Here I am, I am a 24 year old young wife and mother who wants to expand her family. I even switched to Nuvaring (eh...don't love it...I'll leave that for another post) which supposedly is easily reversible when a woman is ready to TTC. I was on it for 2 months....then suddenly missed a period. I'm pretty sure I'm not pregnant due to the dozen negative results I've gotten. I decided to see a doctor as I'm nearing 4 weeks late.....and found out that I have atypical glandular cells of undetermined significance. Whatever the fuck that means, right?!?! lol. I have abnormal cervical cells....which means I need to have further testing to make sure I don't have anything cancerous or precancerous going on down there. I'm confident that everything is fine and this is a precaution. The doctor doesn't believe I'm pregnant, but said it was hard to tell due to excessive endometrial lining. Which can be a number of things. In two weeks, I have to go in for an ultrasound, a colposcopy, and a possible biopsy. From what I'm gathering a colposcopy is pretty much like a PAP smear but with a camera.

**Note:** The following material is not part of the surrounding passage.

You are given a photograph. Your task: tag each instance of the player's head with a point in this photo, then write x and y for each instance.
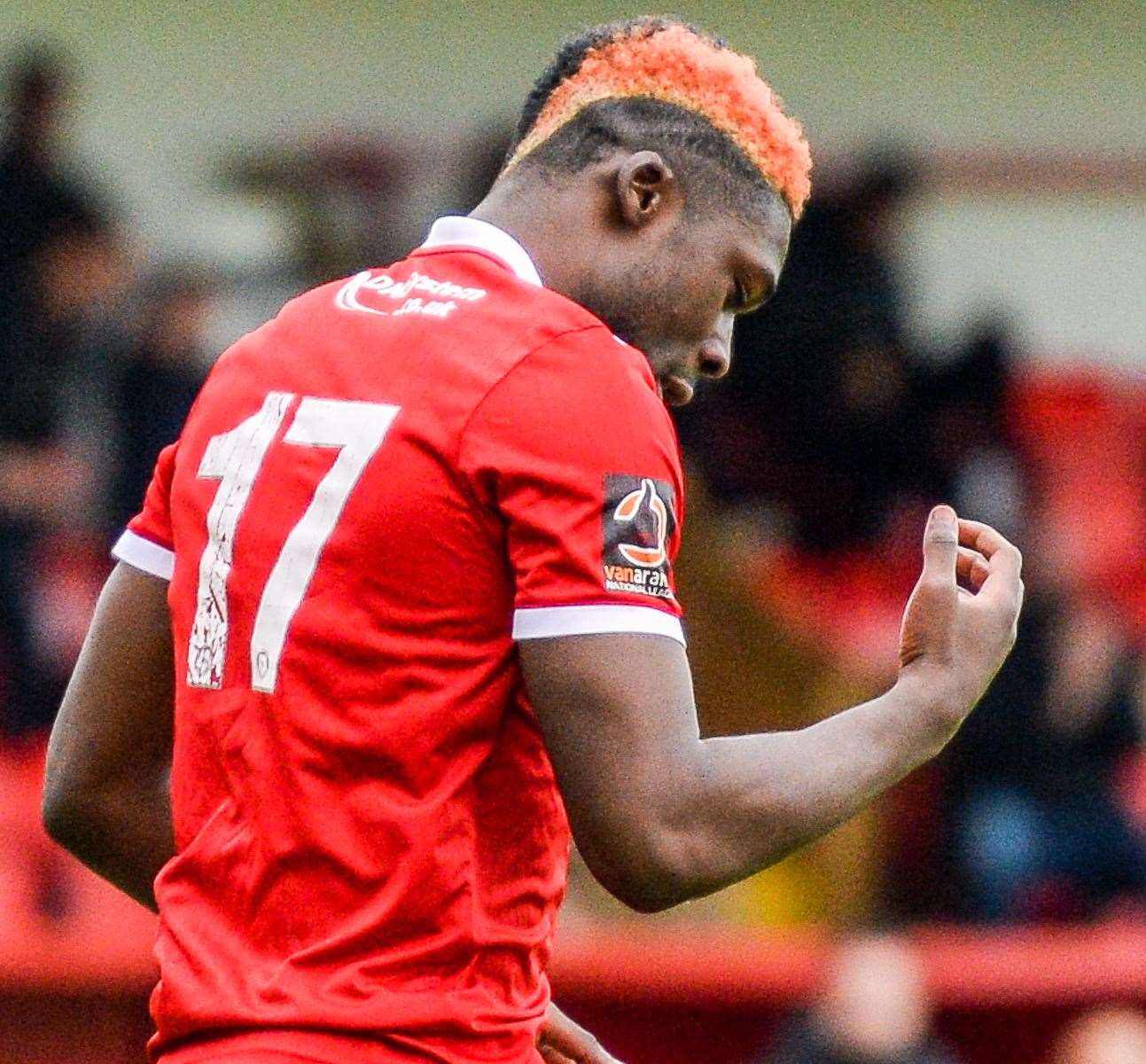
(689, 176)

I'm frustrated. I mean I really want to try for another baby, and I hope there isn't anything wrong that will cause infertility. Having IC is bad enough...I really wish my reproductive organs would just fucking cooperate. I'm too young for this shit. I come from a family of women with reproductive issues. My grandmother and Aunt have had very early hysterectomies (before age 30) and my mother has fibroids and possibly cysts. I'm hoping history doesn't repeat itself. Ontop of all of my worries, I can't even have some sexual therapy before the procedure is done....and won't be able to have sex for a while after depending on the results. So I'm going to be a hot and bothered crampy mess for the month of October. I hope AF returns soon, and maybe all this will go away :/ talk about wishful thinking.

This may be TMI......fuck it.....I think more women need to speak up about issues like this. Because honestly before losing Jourdin....I had no idea any of this existed......

Regardless....I'll be fine.......I have no choice but to fine.....I really can't let shit hold me down, I can only hope for the best and let the Big Man Above handle the rest.